Nella maggior parte dei casi si lascia semplicemente trascinare dal flusso di folla e dalle mode dettate da social come Instagram e TikTok. Chiaramente non gliene faccio una colpa, bisogna anche saper distinguere tra semplice turista e consapevole viaggiatore, ma riflettiamo un attimo sull’impressione che la città lascia a prima vista a una persona normale che resta per qualche notte: un giro a San Gregorio Armeno, la fila di tre ore per mangiare la pizza da Michele o Sorbillo, un’altra fila di tre ore per visitare il Cristo Velato, una sfogliatella e un caffè al Gambrinus, il giorno dopo una passeggiata a Mergellina, foto al Vesuvio, foto a Castel dell’Ovo, foto alle bandierine e ai panni appesi, una giravolta in piazza del Plebiscito e tanti saluti e grazie.
Eppure, se pensiamo che questo sia tutto ci sbagliamo, ci sono realtà che provano a invertire la tendenza, che cercano di riappropriarsi dei propri spazi: la Cooperativa Manallart che accompagna alla scoperta dei tesori di Sanità, la Onlus L’altra Napoli che opera a Forcella, la Soprintendenza Archeologica Belle Arti che ha contribuito a riaprire l’ipogeo dei Cristallini, persone come i Malinconico che portano avanti un’attività di quartiere da più di cent’anni, la famiglia Oste, eccellenza nel design e nella gioielleria di Borgo dei Vergini.
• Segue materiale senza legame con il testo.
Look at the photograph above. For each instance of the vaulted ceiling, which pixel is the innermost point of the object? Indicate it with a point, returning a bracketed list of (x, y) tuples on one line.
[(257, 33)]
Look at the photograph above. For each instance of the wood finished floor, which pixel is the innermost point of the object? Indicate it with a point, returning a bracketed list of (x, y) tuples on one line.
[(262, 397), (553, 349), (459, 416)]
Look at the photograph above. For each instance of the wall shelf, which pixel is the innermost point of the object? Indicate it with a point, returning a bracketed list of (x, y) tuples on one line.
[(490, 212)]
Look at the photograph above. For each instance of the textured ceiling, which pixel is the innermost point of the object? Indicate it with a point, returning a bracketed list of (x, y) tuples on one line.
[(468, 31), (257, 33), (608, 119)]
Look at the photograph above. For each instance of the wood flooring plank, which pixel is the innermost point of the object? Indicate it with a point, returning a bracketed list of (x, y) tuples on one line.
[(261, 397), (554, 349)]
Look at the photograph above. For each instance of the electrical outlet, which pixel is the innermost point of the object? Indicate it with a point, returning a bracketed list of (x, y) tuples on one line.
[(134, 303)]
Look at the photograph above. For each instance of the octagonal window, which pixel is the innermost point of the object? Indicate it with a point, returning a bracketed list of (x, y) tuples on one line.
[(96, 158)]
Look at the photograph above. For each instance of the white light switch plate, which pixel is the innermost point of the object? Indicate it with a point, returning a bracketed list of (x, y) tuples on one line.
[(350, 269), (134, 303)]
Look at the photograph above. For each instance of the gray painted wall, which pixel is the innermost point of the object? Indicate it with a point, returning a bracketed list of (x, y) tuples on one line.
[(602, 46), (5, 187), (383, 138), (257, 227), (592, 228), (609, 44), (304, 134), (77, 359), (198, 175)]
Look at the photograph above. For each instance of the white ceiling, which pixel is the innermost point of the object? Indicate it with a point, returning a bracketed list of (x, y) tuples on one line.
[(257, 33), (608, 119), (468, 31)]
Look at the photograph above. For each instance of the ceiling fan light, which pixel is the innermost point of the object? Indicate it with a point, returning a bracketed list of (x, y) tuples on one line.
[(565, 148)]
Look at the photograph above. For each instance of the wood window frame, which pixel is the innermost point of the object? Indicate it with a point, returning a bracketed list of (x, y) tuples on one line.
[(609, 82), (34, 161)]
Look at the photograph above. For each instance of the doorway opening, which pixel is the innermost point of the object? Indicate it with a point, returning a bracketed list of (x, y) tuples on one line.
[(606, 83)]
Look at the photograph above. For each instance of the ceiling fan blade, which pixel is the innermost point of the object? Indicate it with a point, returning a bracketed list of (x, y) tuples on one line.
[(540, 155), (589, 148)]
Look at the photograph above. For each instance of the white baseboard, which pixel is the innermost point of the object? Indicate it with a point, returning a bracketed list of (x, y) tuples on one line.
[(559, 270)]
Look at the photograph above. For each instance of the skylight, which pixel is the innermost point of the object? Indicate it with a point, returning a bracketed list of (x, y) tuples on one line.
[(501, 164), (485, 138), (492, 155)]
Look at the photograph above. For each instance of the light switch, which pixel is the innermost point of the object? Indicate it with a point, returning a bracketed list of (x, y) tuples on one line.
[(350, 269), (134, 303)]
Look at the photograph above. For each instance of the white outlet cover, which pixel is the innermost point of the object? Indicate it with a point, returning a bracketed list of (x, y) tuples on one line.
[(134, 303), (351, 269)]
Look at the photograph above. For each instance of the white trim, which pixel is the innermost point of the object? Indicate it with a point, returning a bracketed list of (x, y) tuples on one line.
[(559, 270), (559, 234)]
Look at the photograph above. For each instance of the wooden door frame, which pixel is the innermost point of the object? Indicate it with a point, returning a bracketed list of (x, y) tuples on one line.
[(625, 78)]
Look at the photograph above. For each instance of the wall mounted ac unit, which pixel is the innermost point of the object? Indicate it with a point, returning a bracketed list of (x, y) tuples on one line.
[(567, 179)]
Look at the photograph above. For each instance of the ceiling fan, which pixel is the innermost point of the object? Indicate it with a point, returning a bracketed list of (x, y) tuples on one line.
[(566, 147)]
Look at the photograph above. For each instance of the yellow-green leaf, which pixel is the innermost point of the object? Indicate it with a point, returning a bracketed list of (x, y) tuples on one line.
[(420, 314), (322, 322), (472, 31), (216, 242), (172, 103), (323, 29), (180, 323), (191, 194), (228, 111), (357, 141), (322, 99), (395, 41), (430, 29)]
Ed è vero: è grazie ai riflettori puntati sulla città che alcune grandi realtà si stanno interessando a spostare qui i propri interessi, penso alla Galerie Gisele Capitain di Colonia che in questi giorni espone a Palazzo Degas o a tutti gli artisti, i designer, i professionisti che scelgono Napoli.
E, dunque, battiamo su questo chiodo, dislochiamo il focus dal discorso cibo-panni stesi-tarantella per valorizzare anche tutto il resto. Chiaro che non è semplice, ma il prezzo da pagare, se lasciamo le cose così come stanno, è la perdita irreversibile di una stratificazione culturale che tanto vorrebbe urlare “ci sono anche io”.